Syllabus & Course Info

What is the best way to see an overview of what’s due each week?
By opening up the calender tab and selecting “weekly overview” you are able to view a list of the readings and deliverables for each week.

What is the attendance policy?
Every class is important and students should come to every class. If they miss class then they should make an appointment or drop in during office hours to review what they missed. Unexcused absences will cause students to lose 50 points and arriving late to class with cost students 25-50 points.

What is one way you can lose points?
You can lose points by not arriving on time or at all to class.

What are my office hours, and how do you make an appointment to see one of us outside of class?
Office hours are Tuesday and Thursday from 9:00-10:30am. To make an appointment contact Dr. Wharton by email (rwharton3@gsu.edu).

How do you earn participation credit? Provide a link to the instructions/guidelines for participation.

You can earn general participation points by keeping up with class preparation which will also ensure that you stay on track.

Syllabus & Course Info

How many points can you earn by participating in or organizing a study group session?
You will receive 20 points but the instructor reserves the rights to assign more points for quality entries. You also have to be sure to fill out a submisson form for each item you complete for extra points.
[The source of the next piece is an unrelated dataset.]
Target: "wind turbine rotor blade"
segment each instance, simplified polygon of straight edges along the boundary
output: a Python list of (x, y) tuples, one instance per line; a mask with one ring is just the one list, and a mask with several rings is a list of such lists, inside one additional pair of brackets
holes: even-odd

How can you be assured of earning an “A” in this course?
Once you complete all of the major projects and class prep, and accrue 5,985 points, you will receive an automatic A for the course.

What are the minimum requirements for earning a passing grade of “C”?
By completing and earning the minimum points for the major projects, complete all test prep, and attend every class, you will earn at least 2,200 points and a grade of a C.

What do you do if you’re not sure how to document your participation in order to earn points?

Be sure to fill out a “submission form” for each item you complete for extra points. If work doesn’t automatically get counted then let the instructor know. You will write up your work as a blog post and submit the link to your post via the submission form, or submitting a link to the exercises in the Writer’s Help. If you ever have questions about what kind of evidence you need to provide to document you participation and how to submit it, stop by during office hours or ask the question before class.

What are the Unit 1 readings and which one is your group assigned to focus on for the Unit 1 Reading Response?

The unit one readings are Kenneth Haltman, “Introduction” to American Artifacts, paying careful attention to his description and discussion of Prown’s object analysis assignment and Stephanie Fitzgerald, “The Cultural Work of a Mohegan Painted Basket”. My group is assigned to group two which is the reading by Fitzgerald.

Group Reflection #1

Once week two rolled around, I realized that the confusion was building up. I got together with Xander to work on the class prep assignments and we helped each other if there we had any questions. We discussed Gradian and Hypothes.is and how each of the two works. We also helped each other understand the purpose of the reading responses.

I benefit a lot from group meet ups and definitely will work with Xander again in the future. I gained a lot of clarity through this collaboration and am happy with the outcome.